GOP Congressman Suggests Rocks Causing Seas to Rise, not Climate Change



A Republican Congressman from Alabama suggested during a Congressional hearing Wednesday that rocks and erosion, not climate change, may be causing sea levels to rise.

I thought I'd heard about everything stupid coming from Congress in all of my years as a Congressional staffer and journalist, but this one takes the cake. Rocks causing the sea levels to rise? And this guy actually is a United States Congressman?

Not only is Rep. Mo Brooks a real Congressman, he is a member of the House Committee on Science, Space and Technology. How in the hell did that happen?

The purpose of the hearing was to explore how technology could be deployed for climate change adaptation. But it frequently turned to the basics of climate science.

Many of the questions by Republicans and Democrats alike were directed to Philip Duffy, president of the Woods Hole Research Center in Massachusetts and former senior adviser to the U.S. Global Change Research Program.

A study released in the Proceedings of the National Academy of Sciences in March documented accelerating sea-level rise driven by climate change. Duffy said that "the last 100-year increase in sea-level rise, as I mentioned earlier, has clearly been attributed to human activities, greenhouse gas emissions."

Then the brilliant Brooks asked him if maybe there couldn't be some other factors involved.

"What about erosion?" Brooks suggested. "Every time you have that soil or rock, whatever it is, that is deposited into the seas, that forces the sea levels to rise because now you've got less space in those oceans because the bottom is moving up."

Duffy said he didn't believe that really explained sea-level rise.

"I'm pretty sure that on human time scales those are minuscule effects," Duffy said.

I guess Brooks must have played in a creek when he was a kid like I did.
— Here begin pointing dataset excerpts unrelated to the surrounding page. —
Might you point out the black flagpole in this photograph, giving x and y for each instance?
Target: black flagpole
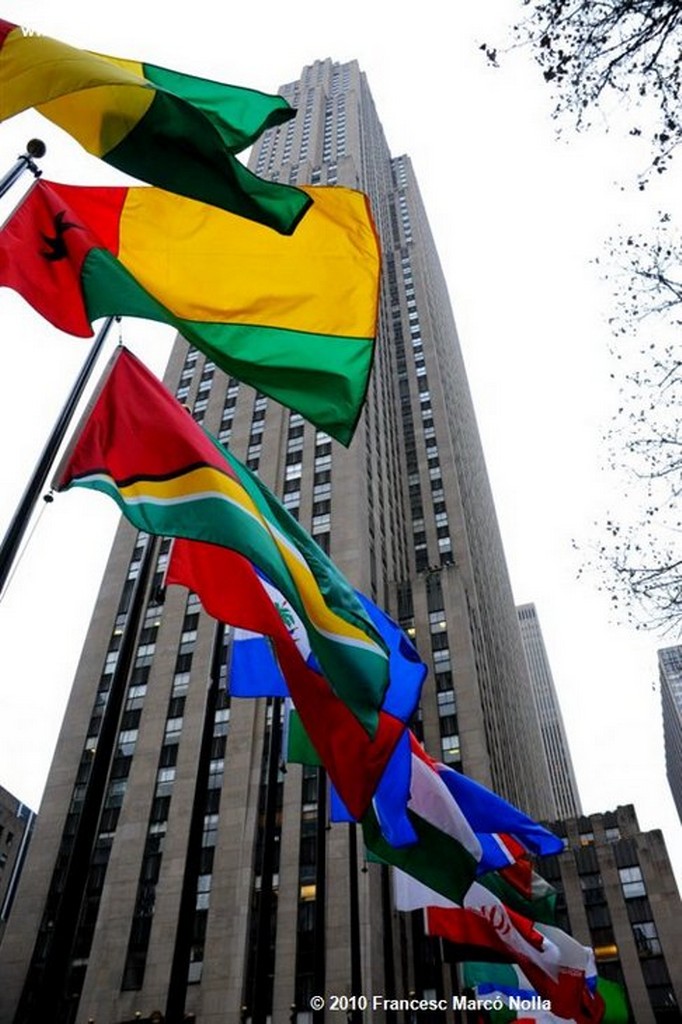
(35, 148)
(25, 509)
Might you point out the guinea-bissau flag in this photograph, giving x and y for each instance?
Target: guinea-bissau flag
(140, 446)
(173, 130)
(295, 316)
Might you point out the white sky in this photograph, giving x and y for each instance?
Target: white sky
(517, 218)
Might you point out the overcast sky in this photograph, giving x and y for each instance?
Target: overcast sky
(518, 217)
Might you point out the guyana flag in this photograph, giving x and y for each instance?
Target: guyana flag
(295, 316)
(173, 130)
(141, 448)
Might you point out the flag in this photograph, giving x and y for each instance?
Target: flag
(173, 130)
(507, 983)
(293, 316)
(140, 446)
(232, 591)
(488, 815)
(523, 891)
(557, 967)
(254, 670)
(446, 851)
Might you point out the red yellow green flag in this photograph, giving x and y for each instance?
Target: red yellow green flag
(295, 316)
(173, 130)
(141, 448)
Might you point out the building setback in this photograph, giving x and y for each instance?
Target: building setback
(559, 762)
(617, 894)
(670, 674)
(175, 866)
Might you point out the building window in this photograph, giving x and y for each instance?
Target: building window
(632, 882)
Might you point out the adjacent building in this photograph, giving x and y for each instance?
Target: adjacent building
(617, 894)
(564, 786)
(16, 821)
(176, 865)
(670, 674)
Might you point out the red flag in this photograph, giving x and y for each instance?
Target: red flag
(230, 591)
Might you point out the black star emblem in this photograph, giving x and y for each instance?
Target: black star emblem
(57, 246)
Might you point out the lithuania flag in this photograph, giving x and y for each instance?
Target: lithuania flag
(169, 477)
(294, 316)
(173, 130)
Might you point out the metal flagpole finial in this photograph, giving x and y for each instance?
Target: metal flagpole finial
(36, 147)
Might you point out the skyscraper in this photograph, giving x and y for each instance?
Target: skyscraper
(670, 674)
(560, 765)
(616, 892)
(176, 866)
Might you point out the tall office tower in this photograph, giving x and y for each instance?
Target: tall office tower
(670, 673)
(616, 892)
(175, 866)
(16, 821)
(560, 765)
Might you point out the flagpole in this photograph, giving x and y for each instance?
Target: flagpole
(177, 982)
(35, 148)
(355, 961)
(25, 509)
(260, 1010)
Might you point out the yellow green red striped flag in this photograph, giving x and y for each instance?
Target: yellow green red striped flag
(294, 315)
(140, 446)
(173, 130)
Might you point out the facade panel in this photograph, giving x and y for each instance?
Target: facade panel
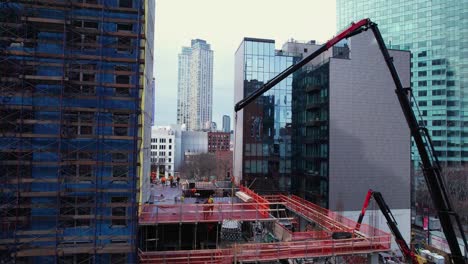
(435, 33)
(75, 108)
(263, 151)
(195, 86)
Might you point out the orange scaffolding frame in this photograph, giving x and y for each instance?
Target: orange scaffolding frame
(308, 244)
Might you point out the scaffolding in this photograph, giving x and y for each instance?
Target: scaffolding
(317, 242)
(70, 118)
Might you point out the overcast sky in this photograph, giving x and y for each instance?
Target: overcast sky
(223, 24)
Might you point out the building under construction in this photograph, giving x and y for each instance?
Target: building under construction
(180, 227)
(76, 106)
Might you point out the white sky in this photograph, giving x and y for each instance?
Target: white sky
(223, 24)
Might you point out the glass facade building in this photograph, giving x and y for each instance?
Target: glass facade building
(263, 128)
(435, 32)
(310, 140)
(195, 86)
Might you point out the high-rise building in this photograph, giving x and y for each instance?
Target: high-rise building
(226, 124)
(434, 32)
(183, 86)
(218, 141)
(164, 143)
(332, 131)
(349, 133)
(76, 110)
(263, 129)
(195, 86)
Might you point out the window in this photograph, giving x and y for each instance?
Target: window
(438, 72)
(121, 122)
(119, 167)
(78, 168)
(126, 3)
(438, 102)
(76, 258)
(9, 120)
(422, 83)
(87, 1)
(119, 211)
(84, 35)
(451, 103)
(118, 258)
(82, 79)
(438, 122)
(124, 45)
(453, 113)
(125, 27)
(78, 123)
(438, 82)
(438, 92)
(122, 80)
(76, 211)
(438, 62)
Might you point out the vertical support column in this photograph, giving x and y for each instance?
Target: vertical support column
(194, 246)
(180, 236)
(156, 238)
(373, 258)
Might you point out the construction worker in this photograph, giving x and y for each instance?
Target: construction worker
(211, 204)
(171, 180)
(163, 181)
(152, 194)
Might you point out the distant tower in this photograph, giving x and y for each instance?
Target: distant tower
(226, 124)
(195, 87)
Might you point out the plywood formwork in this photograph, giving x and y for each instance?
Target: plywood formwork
(292, 245)
(70, 94)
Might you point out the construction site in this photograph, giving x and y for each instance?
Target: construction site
(244, 227)
(73, 89)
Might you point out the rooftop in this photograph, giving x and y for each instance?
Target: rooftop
(283, 215)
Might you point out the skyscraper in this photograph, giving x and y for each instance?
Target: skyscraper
(323, 133)
(435, 32)
(195, 86)
(76, 110)
(263, 129)
(226, 124)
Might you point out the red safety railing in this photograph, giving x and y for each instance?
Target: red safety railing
(264, 203)
(192, 213)
(269, 251)
(294, 244)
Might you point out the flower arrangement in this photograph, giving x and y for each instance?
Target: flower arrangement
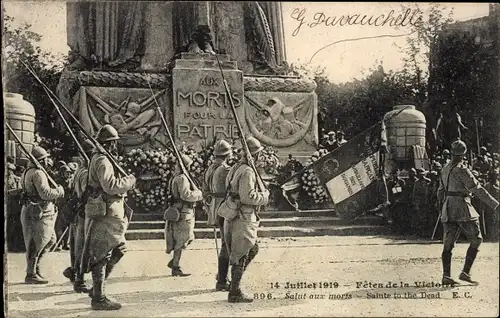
(154, 169)
(311, 185)
(269, 161)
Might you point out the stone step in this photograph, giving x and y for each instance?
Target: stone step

My brother and I would find a spot where we wanted to play and if we put enough rocks in the bottom, that water hole would grow wider at the edges. Brooks must have been thinking of that kind of thing.

Brooks then claimed that Antarctic ice is growing, citing "plenty of studies" that he claimed prove that point.

Duffy responded that satellite records have documented "shrinkage of the Antarctic ice sheet and an acceleration of that shrinkage."

"I've got a NASA base in my district," Brooks said. "And apparently, they're telling you one thing and me a different thing."

There were other brilliant statements by GOP climate change deniers at the hearing, but none as blatantly stupid as those by Brooks. What a rock head.

The hearing was held just a few days after The Washington Post reported that a Department of Defense report to Congress removed nearly all references to "climate change" in its report. Check out the video.

So I guess Brooks and his GOP cronies, if nothing else, are being consistent with the ridiculous assertions of the Trump administration.